There’s a minor contretemps going on at scienceblogs — a few of our Original Content Providers are a bit peeved at certain abysmally uncreative sites that think they can get rich by collecting rss feeds and putting them on a site with google ads, while adding no original content of their own. I don’t mind the rss parasites trying that at all — if it’s in my syndication, it’s out there and you can jiggle it around however you want — but it’s such a stupid, mindless strategy. Who’s going to regularly read a site that just repackages other people’s work, when the originals are easily and freely available?

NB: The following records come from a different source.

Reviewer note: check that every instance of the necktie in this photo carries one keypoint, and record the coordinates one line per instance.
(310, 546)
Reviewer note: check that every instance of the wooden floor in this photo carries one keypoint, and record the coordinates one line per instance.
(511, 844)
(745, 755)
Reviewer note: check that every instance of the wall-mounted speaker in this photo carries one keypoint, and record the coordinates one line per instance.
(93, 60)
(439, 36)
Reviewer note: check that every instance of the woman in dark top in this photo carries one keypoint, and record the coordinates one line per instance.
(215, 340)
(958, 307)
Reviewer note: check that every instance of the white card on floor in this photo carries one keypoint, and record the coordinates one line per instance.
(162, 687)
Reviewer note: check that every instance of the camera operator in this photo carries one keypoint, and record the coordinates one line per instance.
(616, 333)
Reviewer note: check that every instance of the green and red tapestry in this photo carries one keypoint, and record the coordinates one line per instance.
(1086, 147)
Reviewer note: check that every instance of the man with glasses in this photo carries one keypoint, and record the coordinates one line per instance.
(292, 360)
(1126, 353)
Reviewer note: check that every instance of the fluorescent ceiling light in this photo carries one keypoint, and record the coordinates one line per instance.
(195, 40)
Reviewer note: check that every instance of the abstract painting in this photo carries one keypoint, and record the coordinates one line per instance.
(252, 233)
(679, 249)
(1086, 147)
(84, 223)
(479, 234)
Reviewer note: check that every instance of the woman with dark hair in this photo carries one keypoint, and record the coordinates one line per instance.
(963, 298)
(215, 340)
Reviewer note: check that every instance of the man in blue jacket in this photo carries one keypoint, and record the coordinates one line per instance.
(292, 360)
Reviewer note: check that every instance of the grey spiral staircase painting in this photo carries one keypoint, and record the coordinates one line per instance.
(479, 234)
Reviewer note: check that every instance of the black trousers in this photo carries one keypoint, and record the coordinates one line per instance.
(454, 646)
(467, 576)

And if they stumble across something I wrote on another site, as long as it has a link back here, I really don’t care; it just means they’re doing some half-assed, clumsy advertising for me, for free.
So I’m not joining in the complaints. However, I do think this great comment from a Technorati rep at Bora’s is an optimal way to handle it.
Thanks for bringing that to our attention, ny articles won’t be getting indexed by us. We try to index only original sources and to avoid aggregator/planet sites; we definitely don’t want mechanical feedscrape-and-adsense sites.
cheers,
-Ian (from Technorati)
A parasitic clone-dump really represents minor damage, in the form of inefficiency, on the internet — it’s nice to see that it’s also seen that way by at least one of the network aggregating services, and that they are going to detour around it.
Now for the philosophical dilemma: are Technorati and Google also mechanical scrapers of the original content on the web? Should we be irritated that Google keeps copies of our web pages on its servers?